Foto Bersama Anak-Anak SD N 1 Mendak setelah kegiatan edukasi
Jatengx.com, Klaten – Mahasiswa Kuliah Kerja Nyata (KKN) Tim II Universitas Diponegoro (UNDIP) Tahun 2026 melaksanakan rangkaian program kerja sosial kemasyarakatan (SOSMAS) bidang sosial dan humaniora (SOSHUM) di Desa Mendak, Kecamatan Delanggu, Kabupaten Klaten.
Rangkaian kegiatan tersebut dilaksanakan sebagai upaya meningkatkan pengetahuan, keterampilan, dan kesadaran masyarakat melalui edukasi pengelolaan keuangan UMKM, literasi hukum, pengelolaan perpustakaan, kesadaran lingkungan, serta pemanfaatan pembayaran digital.
Berbagai program tersebut menyasar kelompok masyarakat yang berbeda, mulai dari pelaku UMKM, Karang Taruna, hingga siswa sekolah dasar.

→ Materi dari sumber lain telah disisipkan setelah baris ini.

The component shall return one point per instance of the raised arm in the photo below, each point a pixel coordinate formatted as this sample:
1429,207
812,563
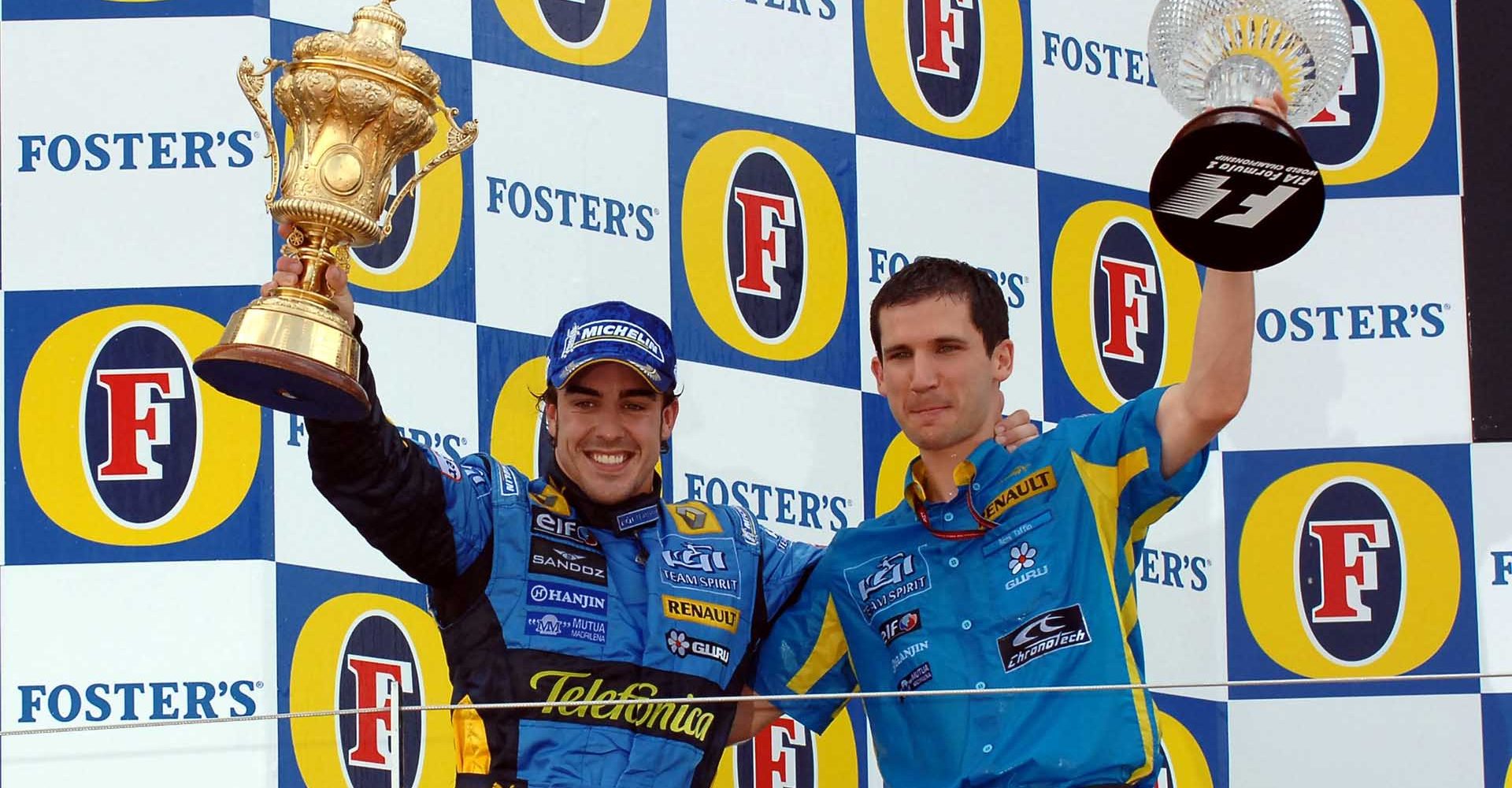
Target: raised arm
1191,413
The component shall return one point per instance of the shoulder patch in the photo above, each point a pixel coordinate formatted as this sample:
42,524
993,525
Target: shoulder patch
696,519
550,500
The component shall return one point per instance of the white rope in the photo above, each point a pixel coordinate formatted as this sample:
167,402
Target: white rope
524,705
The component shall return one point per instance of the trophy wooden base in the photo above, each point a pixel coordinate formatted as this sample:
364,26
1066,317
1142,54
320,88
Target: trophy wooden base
291,355
1237,191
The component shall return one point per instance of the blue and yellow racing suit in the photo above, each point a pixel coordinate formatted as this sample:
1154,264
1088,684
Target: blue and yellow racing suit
542,595
1043,598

Kegiatan dilaksanakan melalui metode sosialisasi interaktif, diskusi, pendampingan, praktik langsung, serta penyediaan media edukasi dan panduan yang dapat dimanfaatkan setelah kegiatan berlangsung.

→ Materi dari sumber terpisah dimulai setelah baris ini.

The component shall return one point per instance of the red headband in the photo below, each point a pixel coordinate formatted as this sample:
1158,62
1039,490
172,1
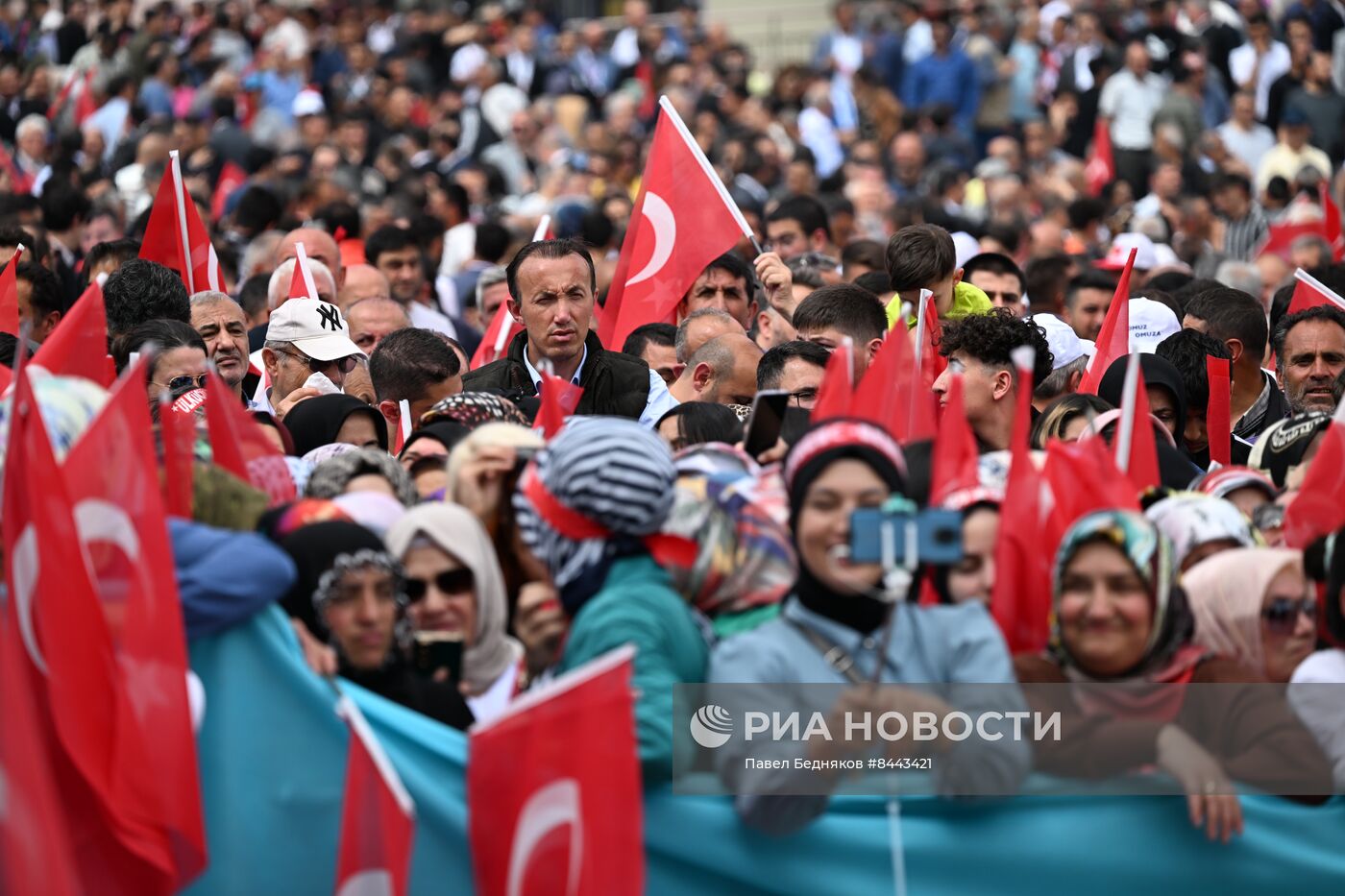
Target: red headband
571,523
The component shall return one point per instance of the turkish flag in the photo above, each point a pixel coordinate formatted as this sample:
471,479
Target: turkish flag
1134,446
178,437
1019,600
1113,339
1318,509
893,395
36,853
1219,409
10,295
177,238
1102,167
78,346
70,668
551,818
560,399
837,389
231,180
955,458
1310,292
238,444
377,819
682,221
85,104
113,483
497,338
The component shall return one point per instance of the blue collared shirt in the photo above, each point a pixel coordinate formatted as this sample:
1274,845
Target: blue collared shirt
658,403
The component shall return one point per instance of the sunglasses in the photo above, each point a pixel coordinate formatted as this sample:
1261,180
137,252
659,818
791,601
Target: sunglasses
1282,615
345,365
184,383
454,581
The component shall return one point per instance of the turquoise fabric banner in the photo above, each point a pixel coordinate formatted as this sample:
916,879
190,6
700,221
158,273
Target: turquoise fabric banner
273,762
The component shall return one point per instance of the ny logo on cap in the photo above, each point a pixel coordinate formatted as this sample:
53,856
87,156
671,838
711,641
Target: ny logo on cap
330,316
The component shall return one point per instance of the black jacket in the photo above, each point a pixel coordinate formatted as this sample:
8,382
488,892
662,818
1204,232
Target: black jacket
614,383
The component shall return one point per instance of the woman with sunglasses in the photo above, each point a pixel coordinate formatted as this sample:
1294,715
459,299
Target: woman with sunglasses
454,587
1255,606
1122,643
179,362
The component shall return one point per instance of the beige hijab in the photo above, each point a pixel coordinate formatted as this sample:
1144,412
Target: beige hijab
1226,593
456,532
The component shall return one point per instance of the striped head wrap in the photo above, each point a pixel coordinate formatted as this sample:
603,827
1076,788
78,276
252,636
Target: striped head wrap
600,490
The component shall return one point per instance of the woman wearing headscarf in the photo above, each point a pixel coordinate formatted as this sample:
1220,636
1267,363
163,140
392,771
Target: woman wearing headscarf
1162,382
326,420
483,472
1200,526
744,563
454,587
1255,606
1314,690
360,470
1120,635
837,626
589,507
350,593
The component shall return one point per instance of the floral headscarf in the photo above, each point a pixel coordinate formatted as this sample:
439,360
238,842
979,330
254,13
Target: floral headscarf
1149,552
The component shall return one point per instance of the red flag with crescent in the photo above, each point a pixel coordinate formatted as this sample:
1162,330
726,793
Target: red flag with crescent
547,817
683,220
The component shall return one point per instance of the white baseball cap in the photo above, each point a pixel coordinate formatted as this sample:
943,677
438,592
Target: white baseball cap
1145,255
315,327
1065,345
1150,323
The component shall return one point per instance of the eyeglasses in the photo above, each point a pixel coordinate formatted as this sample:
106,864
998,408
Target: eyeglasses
1282,615
343,365
453,581
184,382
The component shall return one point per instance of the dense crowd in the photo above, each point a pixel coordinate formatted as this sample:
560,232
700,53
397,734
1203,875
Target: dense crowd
989,177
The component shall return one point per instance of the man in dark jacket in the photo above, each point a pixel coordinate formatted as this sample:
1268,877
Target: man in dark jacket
551,285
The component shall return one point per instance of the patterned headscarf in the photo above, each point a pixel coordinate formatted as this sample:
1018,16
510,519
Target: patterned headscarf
746,557
331,476
1190,520
475,408
1152,556
1227,593
594,494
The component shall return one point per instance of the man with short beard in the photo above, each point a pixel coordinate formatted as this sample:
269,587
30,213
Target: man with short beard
222,325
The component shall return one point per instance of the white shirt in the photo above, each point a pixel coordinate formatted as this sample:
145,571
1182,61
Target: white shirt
658,403
1132,104
1317,704
1277,62
1248,145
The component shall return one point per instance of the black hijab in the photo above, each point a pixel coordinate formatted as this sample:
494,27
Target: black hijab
820,447
315,422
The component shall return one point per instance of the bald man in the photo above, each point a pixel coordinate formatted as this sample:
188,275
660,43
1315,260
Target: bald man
721,372
362,281
319,245
372,319
701,327
280,278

Salah satu program dilaksanakan oleh Muhammad Luthfan Athari melalui “Edukasi Pengelolaan Keuangan Sederhana bagi Pelaku UMKM Desa Mendak”. Program ini bertujuan meningkatkan pemahaman pelaku UMKM mengenai pentingnya pengelolaan keuangan usaha secara sederhana dan tertib. Dalam kegiatan tersebut, pelaku UMKM diberikan edukasi mengenai pemisahan keuangan usaha dan pribadi, pencatatan pemasukan dan pengeluaran, serta perhitungan laba sederhana.

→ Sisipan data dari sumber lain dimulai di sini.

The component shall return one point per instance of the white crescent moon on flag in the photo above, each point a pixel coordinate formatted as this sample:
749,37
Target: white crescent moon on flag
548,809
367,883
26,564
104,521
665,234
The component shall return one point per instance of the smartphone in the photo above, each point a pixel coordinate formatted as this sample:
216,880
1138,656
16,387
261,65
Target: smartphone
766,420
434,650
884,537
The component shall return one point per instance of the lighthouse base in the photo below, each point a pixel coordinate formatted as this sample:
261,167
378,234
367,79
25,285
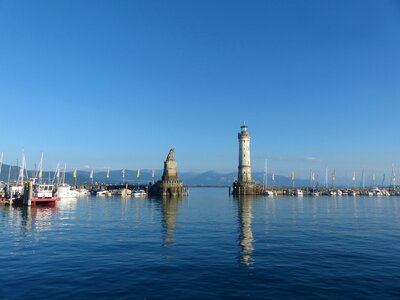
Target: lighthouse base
170,188
247,188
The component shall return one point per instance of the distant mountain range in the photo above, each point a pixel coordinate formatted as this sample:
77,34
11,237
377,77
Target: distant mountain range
209,178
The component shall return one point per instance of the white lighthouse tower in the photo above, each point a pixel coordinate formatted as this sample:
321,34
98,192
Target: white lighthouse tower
244,170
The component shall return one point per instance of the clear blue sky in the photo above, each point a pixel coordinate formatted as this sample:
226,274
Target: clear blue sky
117,83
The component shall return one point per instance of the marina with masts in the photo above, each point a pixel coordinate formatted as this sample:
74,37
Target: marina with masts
36,190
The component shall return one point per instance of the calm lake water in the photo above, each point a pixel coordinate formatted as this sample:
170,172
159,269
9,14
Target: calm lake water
207,245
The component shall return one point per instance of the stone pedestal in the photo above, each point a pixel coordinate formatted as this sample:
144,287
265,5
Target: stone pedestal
247,188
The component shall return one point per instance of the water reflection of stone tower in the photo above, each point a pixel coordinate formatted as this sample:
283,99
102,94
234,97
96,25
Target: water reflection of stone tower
244,169
246,239
169,211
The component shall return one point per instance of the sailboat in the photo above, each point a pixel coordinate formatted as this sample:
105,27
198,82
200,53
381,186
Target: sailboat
267,192
64,190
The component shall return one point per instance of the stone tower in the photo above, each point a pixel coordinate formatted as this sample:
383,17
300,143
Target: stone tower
169,185
244,170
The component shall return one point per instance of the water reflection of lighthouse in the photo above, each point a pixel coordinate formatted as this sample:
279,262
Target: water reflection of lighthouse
246,239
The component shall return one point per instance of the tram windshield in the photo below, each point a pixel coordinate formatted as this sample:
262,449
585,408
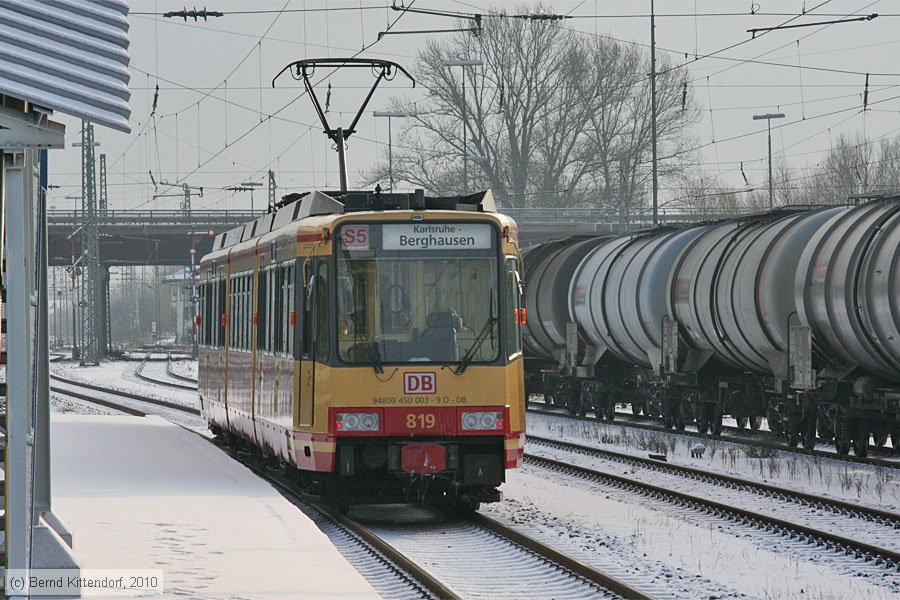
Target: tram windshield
417,292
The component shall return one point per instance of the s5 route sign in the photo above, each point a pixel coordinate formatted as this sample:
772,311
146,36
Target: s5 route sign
355,237
420,383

Pendampingan juga dilakukan melalui praktik pengisian Buku Catatan Kas Harian dan Rekapitulasi Bulanan Sederhana. Format pembukuan dirancang secara fleksibel dengan bahasa yang mudah dipahami tanpa menggunakan istilah akuntansi yang rumit.
Salah satu fokus pendampingan adalah membiasakan pelaku UMKM mencatat pengambilan pribadi atau prive secara disiplin, termasuk menyesuaikan pencatatan transaksi non-tunai dengan saldo kas. Melalui kegiatan tersebut, pelaku UMKM mampu mempraktikkan pencatatan kas masuk, kas keluar, hingga penghitungan saldo akhir secara mandiri dan tepat.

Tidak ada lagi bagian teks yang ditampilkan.